Bolsonaro queria o povo de volta às ruas e a suspensão do benefício ajudaria na estratégia. Como consequência, tivemos uma política de distanciamento social meia boca, levando a mais de 4,2 mil mortes registradas por dia. A fome, que era de 19,1 milhões no final de 2020 chegou, menos de dois anos depois, a 33,1 milhões.

Em abril de 2021, ouvi de parlamentares da base do governo no Congresso Nacional que o presidente foi aconselhado a retomar o pagamento de um benefício do valor de R$ 600 apenas durante o período eleitoral. Isso acabou acontecendo, com a ajuda da oposição, através da PEC da Compra dos Votos.

Um deles foi bem direto, dizendo que quanto maior a carestia perto da eleição, maior a gratidão do eleitorado pelo dinheiro extra. Diante das necessidades imediatas, as promessas de Lula e Bolsonaro de manterem o valor em 2023 não têm tanto valor quanto o pagamento do benefício em si. Importante para quem passa necessidade é o aqui e o agora. E isso beneficia o presidente.

A fome é um ativo eleitoral poderoso, mas o seu governo não contava que a inflação demoraria a ceder entre os alimentos, reduzindo o impacto da compra de votos juntos aos mais pobres que percebem, sim, a erosão do poder de compra.

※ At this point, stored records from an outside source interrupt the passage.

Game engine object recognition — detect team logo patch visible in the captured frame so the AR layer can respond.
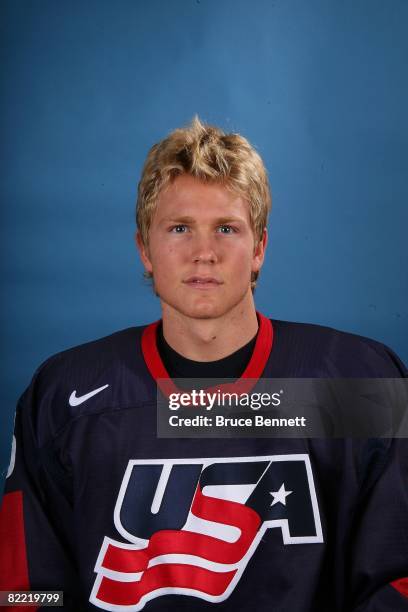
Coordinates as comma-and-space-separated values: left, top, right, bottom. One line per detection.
91, 454, 323, 610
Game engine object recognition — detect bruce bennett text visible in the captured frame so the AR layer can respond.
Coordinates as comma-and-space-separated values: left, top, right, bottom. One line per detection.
168, 415, 307, 428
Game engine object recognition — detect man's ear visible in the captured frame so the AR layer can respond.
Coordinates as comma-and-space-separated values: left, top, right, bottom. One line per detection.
252, 228, 268, 273
135, 231, 153, 274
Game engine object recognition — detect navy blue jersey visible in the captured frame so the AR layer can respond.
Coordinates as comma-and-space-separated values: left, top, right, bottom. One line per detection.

Bolsonaro prefere ser chamado de genocida e golpista do que de Bolsocaro porque os que ganham até dois salários mínimos representam 53% da população e estão mais preocupados, com toda razão, com a inflação - um imposto que tira dos pobres e dá aos ricos na forma de rendimentos de juros. A campanha de Lula quer explorar esse flanco, com a memória de um governo petista com preços controlados, enquanto a injeção temporária de dinheiro pelo governo se espalha.